Exclusão social, minorias e empatia
Falas como a do parágrafo anterior, apesar de vagas ou genéricas, quando inseridas dentro da narrativa da história podem remeter ao espectador aos mais diversos casos de exclusão social iniciados a partir de uma visão egocêntrica do que é “certo”. Desde um episódio de isolamento em ambiente escolar (e aqui podemos incluir desde o isolamento de um grupo de alunos para com um colega discente ou a falta de estrutura das escolas para com alunos portadores de necessidades especiais, o que também caracteriza como uma forma de exclusão) até casos de segregação mais sérios e de escala mundial, como o apartheid (regime de segregação racial implementado na África do Sul) e o machismo, o qual tem como um dos seus muitos alvos, a comunidade LGBTQIA+ e suas práticas (consideradas em 69 países algo criminoso e por vezes punidos com a morte)
Olhando “Interviews with Monster Girls” por essa ótica, é difícil não se deixar levar até o fim de cada episódio, principalmente se você faz parte ou possui alguma relação com alguma minoria social, pois de uma maneira tão sutil quanto uma brisa de verão, somos confrontados com realidades vividas por muitos em nossa sociedade. Aonde, por serem do jeito que não agrada uma maioria, retraem parte de sua natureza afim de serem aceitos socialmente, ou precisam da empatia e do apoio de terceiros para que ações simples como o ato de se locomover confortavelmente lhes sejam assegurados.
Inclusive, não é de hoje que assuntos como segregações sociais e a necessidade de uma visão empática para com alguns grupos tem sido abordado em animes.
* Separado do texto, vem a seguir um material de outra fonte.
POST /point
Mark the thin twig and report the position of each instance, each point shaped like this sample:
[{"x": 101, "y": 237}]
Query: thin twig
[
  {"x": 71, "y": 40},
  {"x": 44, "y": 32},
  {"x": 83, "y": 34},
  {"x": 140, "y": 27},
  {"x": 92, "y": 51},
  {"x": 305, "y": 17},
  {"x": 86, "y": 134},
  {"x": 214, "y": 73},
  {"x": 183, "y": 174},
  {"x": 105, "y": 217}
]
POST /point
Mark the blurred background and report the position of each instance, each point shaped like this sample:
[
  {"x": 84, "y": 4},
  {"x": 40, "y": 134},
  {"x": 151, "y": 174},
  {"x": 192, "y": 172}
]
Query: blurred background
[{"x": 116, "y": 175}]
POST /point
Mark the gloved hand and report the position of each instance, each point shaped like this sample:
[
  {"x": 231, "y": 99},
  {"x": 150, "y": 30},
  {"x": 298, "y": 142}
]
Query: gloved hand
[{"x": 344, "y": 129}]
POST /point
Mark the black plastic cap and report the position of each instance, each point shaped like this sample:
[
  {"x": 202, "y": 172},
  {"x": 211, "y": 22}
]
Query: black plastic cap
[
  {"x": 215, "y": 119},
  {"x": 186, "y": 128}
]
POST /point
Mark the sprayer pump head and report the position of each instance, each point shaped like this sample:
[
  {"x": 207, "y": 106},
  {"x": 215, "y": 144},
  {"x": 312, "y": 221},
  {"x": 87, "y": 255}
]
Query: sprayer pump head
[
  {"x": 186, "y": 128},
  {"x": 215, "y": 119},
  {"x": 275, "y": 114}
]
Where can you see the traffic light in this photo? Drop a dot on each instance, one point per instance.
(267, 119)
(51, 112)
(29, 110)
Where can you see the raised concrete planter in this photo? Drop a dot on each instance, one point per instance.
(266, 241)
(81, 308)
Um ótimo exemplo disso é a produção Carole & Tuesday que, atrelado a narrativa da dupla em ter sucesso na música, vemos uma abordagem bem direta as questões políticas de imigração vividas atualmente em muitos países, que se negam a dar ou dificultam o processo de estadia estrangeira em suas terras, mas que neste caso, é envolvido e apresentado em um contexto mais fantástico aonde a questão xenofóbica é caracterizada em uma escala interplanetária.
Por isso, seja como um entretenimento relaxante em um dia de chuva ou para começar a exercitar uma visão mais tolerante – ou ainda os dois, por que não? – “Interviews with Monster Girls” se mostra como uma opção que vale a pena dar o benefício da dúvida e se aventurar. Por trás das cenas de comédia e do drama pré-adolescente com seus amores platônicos, você verá que existem muitos “demis” espalhados pelo mundo. E que apesar de não serem, e nem nunca terem sido, monstros a serem temidos, fazem parte de um incrível universo que talvez você desconheça, unicamente por estar vendo o mundo apenas pelo seu ponto de vista.